What’s a standard variable tariff?

CMA: final remedies

  • Wolsten

    Why is no-one discussing the major driver of increasing energy bills and fuel poverty – namely the impact of the climate change levy and the EU renewables directive? Repealing the Climate Change Act would free up the energy market at a stroke. Of course the government would then have to be open with the public about the amount of revenue they would lose in stealth taxation. From memory a recent official OBR report estimated the cost of subsidising renewables will amount to £200-300 /annum per average household by 2020 with a sharply rising trajectory.

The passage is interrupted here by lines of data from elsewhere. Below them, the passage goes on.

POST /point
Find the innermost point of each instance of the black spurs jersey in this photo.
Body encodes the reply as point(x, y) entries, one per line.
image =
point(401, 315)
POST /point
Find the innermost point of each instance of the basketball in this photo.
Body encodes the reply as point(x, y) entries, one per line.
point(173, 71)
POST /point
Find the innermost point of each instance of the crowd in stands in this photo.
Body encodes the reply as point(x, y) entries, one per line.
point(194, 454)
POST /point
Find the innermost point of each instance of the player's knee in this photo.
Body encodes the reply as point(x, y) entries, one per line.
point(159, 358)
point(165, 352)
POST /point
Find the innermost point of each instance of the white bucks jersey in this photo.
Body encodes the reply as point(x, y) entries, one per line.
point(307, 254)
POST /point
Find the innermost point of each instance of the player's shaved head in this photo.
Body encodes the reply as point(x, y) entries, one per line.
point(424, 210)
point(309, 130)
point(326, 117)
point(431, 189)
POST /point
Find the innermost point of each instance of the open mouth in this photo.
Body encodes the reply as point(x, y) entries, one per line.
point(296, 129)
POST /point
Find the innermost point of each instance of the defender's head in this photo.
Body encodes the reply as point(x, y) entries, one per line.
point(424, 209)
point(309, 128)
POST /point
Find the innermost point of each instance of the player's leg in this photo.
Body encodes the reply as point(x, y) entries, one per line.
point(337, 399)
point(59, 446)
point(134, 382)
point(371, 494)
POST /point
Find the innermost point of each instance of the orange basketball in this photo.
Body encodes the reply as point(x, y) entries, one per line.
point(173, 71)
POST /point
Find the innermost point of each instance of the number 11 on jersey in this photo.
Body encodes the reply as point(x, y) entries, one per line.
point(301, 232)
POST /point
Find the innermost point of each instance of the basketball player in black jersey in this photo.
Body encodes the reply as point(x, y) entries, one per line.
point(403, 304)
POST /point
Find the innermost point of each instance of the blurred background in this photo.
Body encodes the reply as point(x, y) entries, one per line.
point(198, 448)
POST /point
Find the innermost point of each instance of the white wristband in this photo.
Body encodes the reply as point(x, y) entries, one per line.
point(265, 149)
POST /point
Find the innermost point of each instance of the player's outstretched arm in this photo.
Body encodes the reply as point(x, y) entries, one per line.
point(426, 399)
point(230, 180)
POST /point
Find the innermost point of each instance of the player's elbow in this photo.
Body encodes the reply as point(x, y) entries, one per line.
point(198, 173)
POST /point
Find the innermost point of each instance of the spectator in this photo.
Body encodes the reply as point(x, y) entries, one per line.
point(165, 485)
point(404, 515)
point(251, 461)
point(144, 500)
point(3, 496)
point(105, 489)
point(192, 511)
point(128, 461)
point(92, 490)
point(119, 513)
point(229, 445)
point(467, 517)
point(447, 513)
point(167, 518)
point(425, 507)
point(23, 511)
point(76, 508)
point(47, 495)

    Come on uSwitch, if you want to be taken seriously, at least acknowledge the costs even if you agree with them.

    • Contax

      The best thig Ofgem can do is remove all standing charges on all utilities which will mean a very small increase in kWh charges, it will make it easier to compare tariffs with just 2 figures to compare. Removing the standing charge means the old, sick and low income would gain, poaching a pan of eggs would cost under 2p instead of 20p to 30p, people who say they can’t afford to give kids warm breakfast could do it this way. A cap on SVT’s would end up killing best deals for those that put in the effort to switch to save money, this would end up charging these people more to subsidise those too lazy to switch. Could also do switching in 7 to 14 day period not 7 weeks like it is. Charities could offer help to those who do not understand how to switch and help them get best fixed monthly DD deals, energy suppliers could let people know which charities are participating. I think this would best method, it would also be easier to take meter readings and work out cost of energy used daily, weekly or monthly so people know what they are really using. I don’t want smart meter just meters with 2 decimal places for more accurate working out useage.